Marc looked around, then took her elbow and led her toward an older couple, a hefty man with curly gray hair and a slender, blond woman. “Richard,” he said. “The place looks great.”
&n
bsp; “Marc, right on time as always,” the man answered. Then he turned to Iliana and extended his hand. “Nice to see you again, Iliana. Glad you could make it.”
“Nice to see you, too,” Iliana said. “What a lovely party.”
“Do you remember my wife?” he asked.
“Of course,” she said. “Hi, Karen.” The women shook hands.
A waiter carrying a tray of cosmopolitans approached, and Iliana nodded and took one. Richard took one and handed it to his wife.
Karen took a sip, and the enormous diamond ring on her finger glimmered. “How old are your children now, Iliana?” she asked.
“Fourteen and twelve.” She felt Marc’s eyes on her. “Oh, and I should tell you, I’m so pleased to be included in Jena Connors’s program. I’m looking forward to it.” It was hard to get the words out—she really hated that Marc had told her what to say—but she reminded herself she was there to support him. She took a sip of her drink and immediately coughed, pressing her fingers to her mouth. Boy, was it strong! She told herself she’d better take it slow. There wasn’t that much food around, and she’d only had that pack of nuts to eat in the car.
“It’s always quite an event,” Karen was saying. “The women are so interesting, and the speaker sounds wonderful. I love fresh floral arrangements in the house. Not that I have any time to make them lately—we’re in the middle of this major renovation, enlarging the front entranceway and adding a second patio behind the dining room and a gazebo near the pool—”
“Karen, can you come here for a moment?” Richard called. He and Marc had moved a few steps away, and now Richard was talking to some other people.

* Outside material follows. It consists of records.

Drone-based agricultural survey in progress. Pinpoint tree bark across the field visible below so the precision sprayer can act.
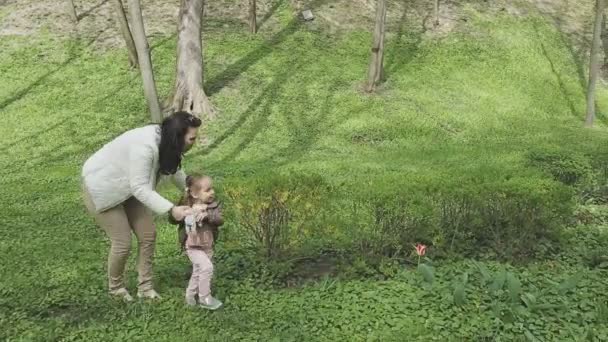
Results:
[433,0,439,27]
[170,0,215,118]
[601,11,608,69]
[112,0,138,68]
[585,0,605,127]
[249,0,258,33]
[365,0,386,92]
[129,0,162,122]
[67,0,78,23]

Karen touched Iliana’s hand. “Anyway, it should be wonderful. Will you excuse me?” She stepped away and joined her husband, as Iliana breathed a sigh of relief. She truly had no idea how to talk to women like Karen Angers, who were so rich and lived in such luxury. Giving her empty glass to a waiter, she took a full one from his tray. She didn’t want to drink too much, but the cosmo tasted delicious, and she hoped a little more liquor could help her feel less awkward around any other Karen Angers types she might meet.